A media company has settled a class action lawsuit in which its workers alleged that it failed to negotiate lower investment expenses or properly monitor investment options. Workers at Aegis Media Americas Inc., which Japanese international marketing firm Dentsu owns, accused it of violating its fiduciary duty under the Employment Retirement Income Security Act (ERISA) concerning the workers’ $540 million 401(k) plan. The case is Kennedy et al. v. Aegis Media Americas Inc. et al., case number 1:20-cv-03624, U.S. District Court for the Southern District of New York.

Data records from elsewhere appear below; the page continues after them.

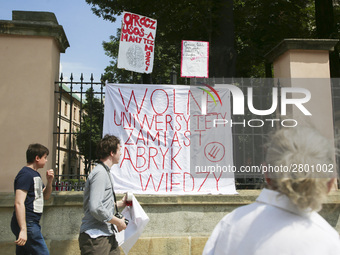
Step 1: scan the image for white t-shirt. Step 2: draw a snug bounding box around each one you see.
[203,189,340,255]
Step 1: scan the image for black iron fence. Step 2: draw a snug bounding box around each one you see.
[54,74,340,191]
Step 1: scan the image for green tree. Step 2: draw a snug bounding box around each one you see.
[86,0,340,78]
[76,88,104,175]
[86,0,235,83]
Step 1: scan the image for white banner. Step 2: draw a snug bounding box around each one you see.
[181,41,209,78]
[103,84,236,194]
[118,12,157,73]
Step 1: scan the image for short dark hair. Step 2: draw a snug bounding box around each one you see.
[26,143,49,163]
[97,135,120,159]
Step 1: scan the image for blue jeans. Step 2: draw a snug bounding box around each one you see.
[11,217,50,255]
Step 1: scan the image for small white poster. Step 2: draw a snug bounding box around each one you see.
[181,40,209,78]
[118,12,157,73]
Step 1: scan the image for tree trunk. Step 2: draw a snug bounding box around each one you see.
[315,0,340,78]
[209,0,236,78]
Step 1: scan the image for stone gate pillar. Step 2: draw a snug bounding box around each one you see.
[265,39,338,139]
[0,11,69,192]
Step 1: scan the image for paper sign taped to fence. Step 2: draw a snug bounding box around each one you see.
[181,41,209,78]
[118,12,157,73]
[103,84,236,194]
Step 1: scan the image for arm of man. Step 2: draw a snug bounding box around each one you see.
[14,189,27,246]
[43,169,54,200]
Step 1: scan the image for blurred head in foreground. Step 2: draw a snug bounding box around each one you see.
[265,127,336,211]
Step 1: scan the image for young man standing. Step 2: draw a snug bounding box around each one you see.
[11,144,54,255]
[79,135,126,255]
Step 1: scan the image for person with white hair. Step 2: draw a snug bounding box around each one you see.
[203,127,340,255]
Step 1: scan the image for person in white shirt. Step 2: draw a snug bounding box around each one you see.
[203,127,340,255]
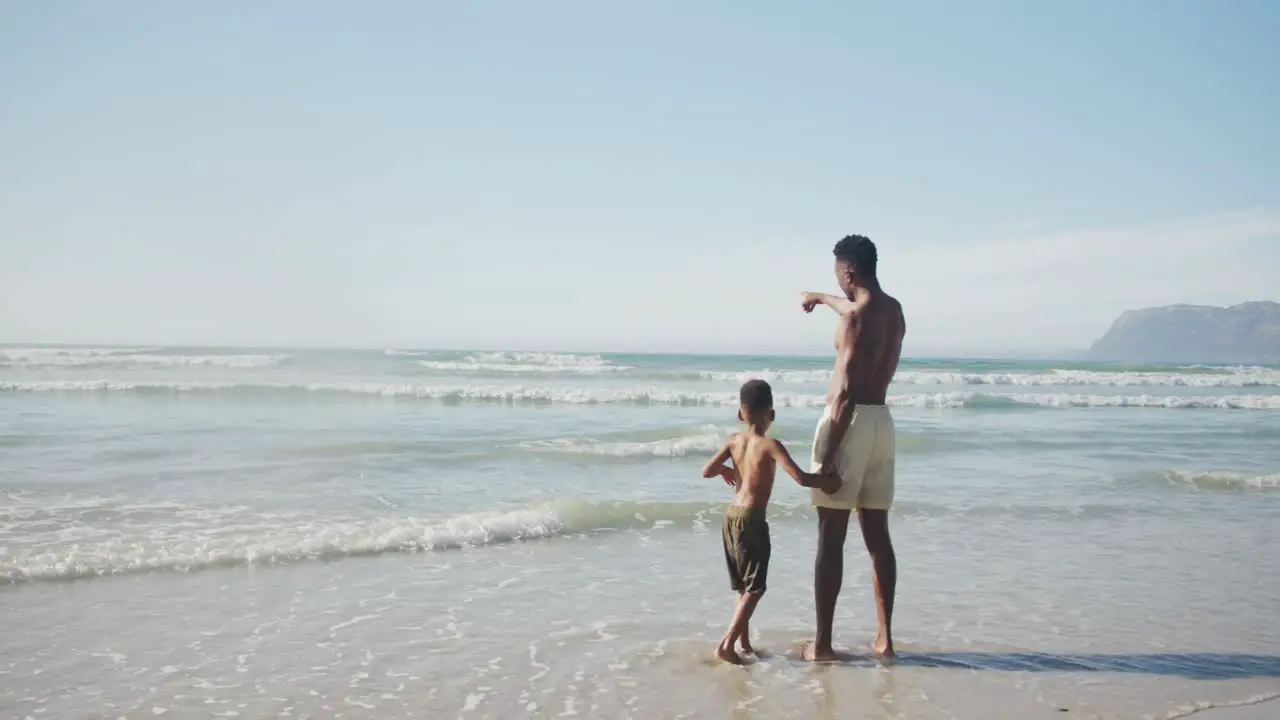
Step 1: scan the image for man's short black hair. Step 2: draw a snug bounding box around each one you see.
[739,380,773,415]
[835,234,877,278]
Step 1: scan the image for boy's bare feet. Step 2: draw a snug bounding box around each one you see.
[872,630,897,659]
[716,643,742,665]
[800,642,837,662]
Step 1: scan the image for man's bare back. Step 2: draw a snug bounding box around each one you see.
[827,288,906,406]
[803,234,906,660]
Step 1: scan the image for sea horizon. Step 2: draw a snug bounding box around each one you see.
[0,343,1280,720]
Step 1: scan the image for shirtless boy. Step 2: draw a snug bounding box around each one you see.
[703,380,840,665]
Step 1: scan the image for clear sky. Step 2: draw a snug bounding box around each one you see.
[0,0,1280,355]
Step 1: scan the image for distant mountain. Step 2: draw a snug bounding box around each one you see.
[1088,301,1280,364]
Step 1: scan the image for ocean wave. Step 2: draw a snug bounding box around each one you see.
[0,492,1149,584]
[0,348,289,369]
[517,425,733,459]
[0,380,1280,410]
[0,506,566,584]
[701,366,1280,388]
[1160,470,1280,491]
[987,393,1280,410]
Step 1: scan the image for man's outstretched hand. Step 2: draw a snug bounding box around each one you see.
[800,292,822,313]
[719,465,742,489]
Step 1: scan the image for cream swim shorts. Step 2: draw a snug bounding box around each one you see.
[810,405,893,510]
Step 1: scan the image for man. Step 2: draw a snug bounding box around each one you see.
[803,234,906,661]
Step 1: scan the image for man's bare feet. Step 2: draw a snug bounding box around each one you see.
[800,642,836,662]
[872,632,897,659]
[716,643,742,665]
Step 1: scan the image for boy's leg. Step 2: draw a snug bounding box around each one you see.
[716,593,746,665]
[721,592,764,651]
[737,592,755,655]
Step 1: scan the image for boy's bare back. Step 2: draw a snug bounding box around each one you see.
[727,433,786,507]
[708,430,840,510]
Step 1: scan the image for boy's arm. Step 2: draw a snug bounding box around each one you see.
[703,441,737,487]
[800,292,858,315]
[771,441,841,495]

According to Aegis workers, the company retained mutual funds with larger cost shares than similar offerings in the market, failing to discard them until late 2018. Workers also alleged that they paid excessive fees for T. Rowe Price funds that the plan offered. The workers accused the plan’s governing committee of focusing on plan performance rather than completing due diligence on the accompanying management fees.

The Court paused the suit in September 2021 pending the U.S. Supreme Court’s decision in Hughes v. Northwestern University, in which the high Court ruled that plan administrators must act prudently in all – not just some – plan decision-making to avoid liability under ERISA.

Following the Hughes ruling, Aegis dismissed the suit, arguing that the workers failed to state a claim in enough detail. More specifically, they claimed the workers failed to show that cheaper investment options were better. However, the workers countered that the Hughes decision supported their case.

The federal district court judge denied Aegis’ bid to dismiss the case and certified the class as requested by the workers, which led to the recent settlement.